Un colibrí gorjirrubí

Los colibríes son unas aves increíbles: levantan el vuelo en posición vertical, realizan movimientos vertiginosos y son capaces de quedar en suspensión en el aire antes de desaparecer en un visto y no visto. Además, cuentan con un plumaje vistoso, en ocasiones iridiscente, unas alas que algunas especies baten hasta mil veces por minuto, un corazón capaz de latir más de mil veces por minuto y una lengua de movimientos fugaces con la que extraen el néctar de las flores. Estas atípicas aves cosechan varios récords: son las únicas aves que pueden permanecer en vuelo estacionario durante 30 segundos o más y las únicas que pueden volar hacia atrás de verdad, también las que tienen el metabolismo más rápido del mundo. Ahora, además, sabemos que también son capaces de ver colores imperceptibles para los humanos.

Es lo que acaba de descubrir un equipo de científicos de la Universidad de Harvard después de observar el comportamiento de múltiples ejemplares en el Laboratorio Biológico de las Montañas Rocosas. El estudio, publicado recientemente en la revista Proceedings of the National Academy of Sciences,, ha concluido que los colores del espectro ultravioleta sirve a estas diminutas aves de guía en busca de las mejores fuentes de néctar.

Los científicos descubrieron que estas diminutas aves son capaces de percibir el espectro ultravioleta en las plumas de sus congéneres y en las plantas de su entorno, lo que les da acceso a un mundo de tonalidades que para nosotros simplemente no existen.

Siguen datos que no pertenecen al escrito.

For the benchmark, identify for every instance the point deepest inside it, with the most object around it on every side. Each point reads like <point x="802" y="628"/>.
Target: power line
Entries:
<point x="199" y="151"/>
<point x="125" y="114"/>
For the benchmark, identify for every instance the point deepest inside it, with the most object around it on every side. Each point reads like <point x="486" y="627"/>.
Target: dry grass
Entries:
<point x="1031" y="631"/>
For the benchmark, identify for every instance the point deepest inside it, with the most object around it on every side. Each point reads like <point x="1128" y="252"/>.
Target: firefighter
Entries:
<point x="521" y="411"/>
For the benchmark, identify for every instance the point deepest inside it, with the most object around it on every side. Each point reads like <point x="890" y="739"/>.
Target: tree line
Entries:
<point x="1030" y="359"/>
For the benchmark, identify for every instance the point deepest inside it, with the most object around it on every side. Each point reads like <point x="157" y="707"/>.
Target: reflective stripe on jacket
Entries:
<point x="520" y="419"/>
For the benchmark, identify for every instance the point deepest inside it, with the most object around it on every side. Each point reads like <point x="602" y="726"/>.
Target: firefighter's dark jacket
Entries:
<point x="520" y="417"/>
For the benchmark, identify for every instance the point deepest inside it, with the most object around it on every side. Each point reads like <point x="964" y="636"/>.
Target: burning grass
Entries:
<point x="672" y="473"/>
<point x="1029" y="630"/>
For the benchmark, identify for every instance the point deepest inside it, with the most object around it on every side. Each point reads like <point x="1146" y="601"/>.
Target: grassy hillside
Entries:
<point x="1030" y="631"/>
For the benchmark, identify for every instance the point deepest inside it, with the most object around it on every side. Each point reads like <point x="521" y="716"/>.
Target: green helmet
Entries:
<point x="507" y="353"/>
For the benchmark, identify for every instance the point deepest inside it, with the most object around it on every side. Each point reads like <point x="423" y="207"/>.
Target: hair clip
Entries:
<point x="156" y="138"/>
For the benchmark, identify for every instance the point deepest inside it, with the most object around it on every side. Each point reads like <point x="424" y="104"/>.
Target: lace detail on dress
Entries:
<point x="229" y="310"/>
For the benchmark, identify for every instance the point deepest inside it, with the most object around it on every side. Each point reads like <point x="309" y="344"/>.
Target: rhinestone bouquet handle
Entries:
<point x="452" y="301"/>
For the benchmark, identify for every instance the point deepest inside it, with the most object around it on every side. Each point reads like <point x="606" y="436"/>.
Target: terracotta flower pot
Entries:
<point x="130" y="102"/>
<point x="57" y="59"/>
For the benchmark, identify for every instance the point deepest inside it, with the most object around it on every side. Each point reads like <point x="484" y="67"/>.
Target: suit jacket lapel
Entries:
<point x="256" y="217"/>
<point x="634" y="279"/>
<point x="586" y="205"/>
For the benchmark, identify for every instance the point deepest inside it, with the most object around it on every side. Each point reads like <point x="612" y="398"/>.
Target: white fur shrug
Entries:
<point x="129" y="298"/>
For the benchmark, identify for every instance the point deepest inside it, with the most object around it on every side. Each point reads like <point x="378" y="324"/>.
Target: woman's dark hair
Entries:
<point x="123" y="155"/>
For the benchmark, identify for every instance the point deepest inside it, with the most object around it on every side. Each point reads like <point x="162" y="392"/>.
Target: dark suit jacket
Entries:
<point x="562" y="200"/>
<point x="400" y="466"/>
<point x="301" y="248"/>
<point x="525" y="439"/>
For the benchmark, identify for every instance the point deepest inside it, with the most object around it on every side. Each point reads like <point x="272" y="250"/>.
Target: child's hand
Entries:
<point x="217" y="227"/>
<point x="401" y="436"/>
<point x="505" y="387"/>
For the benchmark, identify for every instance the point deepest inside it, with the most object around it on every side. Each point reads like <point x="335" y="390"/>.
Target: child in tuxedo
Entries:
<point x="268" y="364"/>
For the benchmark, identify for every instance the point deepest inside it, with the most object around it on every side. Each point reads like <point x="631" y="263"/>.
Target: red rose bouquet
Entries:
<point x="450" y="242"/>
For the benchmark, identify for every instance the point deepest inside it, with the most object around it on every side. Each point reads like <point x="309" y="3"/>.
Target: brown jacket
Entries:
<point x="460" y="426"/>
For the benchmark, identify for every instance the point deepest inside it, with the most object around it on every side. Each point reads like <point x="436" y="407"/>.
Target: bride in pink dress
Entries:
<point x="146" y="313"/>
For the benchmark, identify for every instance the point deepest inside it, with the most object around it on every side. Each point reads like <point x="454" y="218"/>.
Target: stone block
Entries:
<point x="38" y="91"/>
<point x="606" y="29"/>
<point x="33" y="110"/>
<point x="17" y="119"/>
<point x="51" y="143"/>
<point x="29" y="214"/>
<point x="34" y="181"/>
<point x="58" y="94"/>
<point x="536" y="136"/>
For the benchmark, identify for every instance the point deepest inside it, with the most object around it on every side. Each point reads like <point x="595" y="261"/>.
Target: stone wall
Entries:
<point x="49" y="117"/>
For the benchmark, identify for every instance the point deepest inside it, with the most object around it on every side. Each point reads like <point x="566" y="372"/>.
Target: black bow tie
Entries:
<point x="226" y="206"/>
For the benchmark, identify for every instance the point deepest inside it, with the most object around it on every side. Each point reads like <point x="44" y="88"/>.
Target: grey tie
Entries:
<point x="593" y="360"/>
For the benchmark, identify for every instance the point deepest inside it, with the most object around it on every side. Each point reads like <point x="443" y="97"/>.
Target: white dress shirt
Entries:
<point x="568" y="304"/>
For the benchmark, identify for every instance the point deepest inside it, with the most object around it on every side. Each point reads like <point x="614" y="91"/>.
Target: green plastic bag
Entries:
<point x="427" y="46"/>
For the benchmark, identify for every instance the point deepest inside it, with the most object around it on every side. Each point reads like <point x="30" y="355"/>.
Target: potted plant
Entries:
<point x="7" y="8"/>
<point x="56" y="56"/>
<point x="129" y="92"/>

En una primera fase realizaron una prueba en el laboratorio para comprobar si eran capaces de detectar el espectro invisible. “Utilizamos luces LED para crear los colores (parecido a la luz que emite un smartphone) -comenta a National Geographic España Harold Eyster, estudiante de doctorado de la Universidad de la Columbia Británica y uno de los autores del estudio,-. Variando la intensidad de las luces, fuimos capaces de crear los colores que creíamos que estas aves son capaces de percibir”.

Colibrí en pleno vuelo

Colibrí en pleno vuelo


Foto: Cordon Press

Obtenidos estos resultados, los investigadores pasaron tres veranos en las Montañas Rocosas estudiando a estas aves. Para realizar la prueba, instalaron pares de trípodes, sobre los que colocaron pequeños platillos, algunos de ellos con una solución acuosa a modo de néctar dispuestos junto a un diodo emisor de LED en los que se reproducían hasta 19 pares de colores. Para los humanos lodas las luces eran idénticas, no así para las aves, que eran capaces de distinguir la luz ultravioleta, y con ella la presencia o no de alimento.

Los científicos monitorizaron alrededor de 6.000 visitas de colibríes a los comederos artificiales e intercambiaron luego las posiciones de los trípodes cuando para asegurarse de que las aves se guiaban por la luz y no se limitaban a volver al mismo lugar. Los resultados eran claros: los colibríes regresaban al lugar guiados por esas luces imperceptibles para nosotros.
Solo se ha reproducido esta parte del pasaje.